= Academia Mexicana de la Historia =

National academy for promotion of historical studies in Mexico

The Academia Mexicana de la Historia (Mexican Academy of History, also known by the acronym AMH), is a national academy in Mexico, which promotes history in Mexico.

==History==
While Antonio López de Santa Anna issued mandates to establish a Mexican national academy for history in 1835 and 1854, the first successful attempt to establish the academy began during the revolutionary period. Discussions began while Victoriano Huerta was still in power, the academia was finally established in 1919, after Venustiano Carranza assumed the presidency of Mexico.

The purpose of the academy is to promote historical studies within Mexico, conduct research into all aspects of the history of Mexico, and to contribute towards the preservation of the national cultural heritage. It is a correspondent academy to the Real Academia de la Historia in Madrid, the equivalent national academy of history in Spain.
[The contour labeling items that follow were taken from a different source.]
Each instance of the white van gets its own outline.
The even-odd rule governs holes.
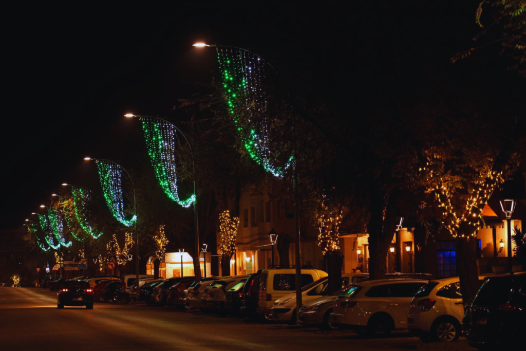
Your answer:
[[[139,280],[148,280],[154,279],[155,277],[149,274],[139,274]],[[126,292],[130,292],[130,286],[135,284],[137,280],[137,274],[128,274],[124,276],[124,284],[126,284]]]
[[[301,286],[305,286],[320,278],[327,276],[323,270],[304,268],[301,269]],[[259,279],[259,298],[258,313],[268,315],[274,302],[280,297],[296,290],[295,268],[271,268],[264,269]]]

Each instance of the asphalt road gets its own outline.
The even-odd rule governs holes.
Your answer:
[[[56,293],[0,287],[2,350],[474,350],[465,342],[426,344],[404,332],[363,339],[144,304],[57,309]]]

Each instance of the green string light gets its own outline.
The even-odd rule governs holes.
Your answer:
[[[96,162],[103,193],[109,210],[117,220],[126,226],[129,227],[137,220],[137,216],[134,215],[130,219],[126,219],[125,217],[121,184],[122,173],[120,167],[117,165],[102,160],[96,160]]]
[[[272,164],[265,113],[267,98],[261,84],[269,65],[245,50],[218,47],[217,52],[224,99],[245,150],[265,171],[276,177],[283,176],[294,159],[291,156],[284,167]],[[258,123],[252,121],[256,115],[263,116]]]
[[[143,131],[146,140],[148,154],[155,175],[165,193],[184,207],[195,202],[195,194],[186,200],[179,197],[177,176],[176,174],[175,143],[176,130],[170,123],[142,117]]]

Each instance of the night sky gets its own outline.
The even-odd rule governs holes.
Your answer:
[[[492,76],[476,59],[449,62],[477,33],[478,1],[250,2],[4,8],[0,229],[21,228],[63,182],[96,180],[85,156],[126,167],[145,147],[126,112],[177,121],[178,99],[211,80],[215,52],[197,41],[257,53],[339,108],[359,99],[364,65],[391,72],[386,89],[408,94],[450,72]]]

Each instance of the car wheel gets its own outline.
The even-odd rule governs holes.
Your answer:
[[[435,322],[431,327],[431,335],[434,341],[457,341],[460,337],[461,332],[460,324],[448,318]]]
[[[387,316],[373,316],[367,323],[368,334],[373,337],[387,336],[391,334],[392,326],[391,319]]]
[[[338,328],[332,325],[330,322],[330,314],[332,312],[332,308],[329,308],[323,315],[323,322],[321,324],[321,329],[325,330],[334,330]]]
The AMH was formally constituted on September 12, 1919, after several previous attempts to form such a body had not come to fruition. Originally the AMH was established with 24 positions or numbered chairs (sillones de número) for full members (académicos de número). In 1990 this number was increased to 30, made up of 22 members resident in Mexico City (miembros residentes) and 8 external members from the Mexican states (miembros foráneos). In addition, there are a number of correspondent members (corresponsales) from both within Mexico (corresponsales nacionales) and from other countries (corresponsales extranjeros).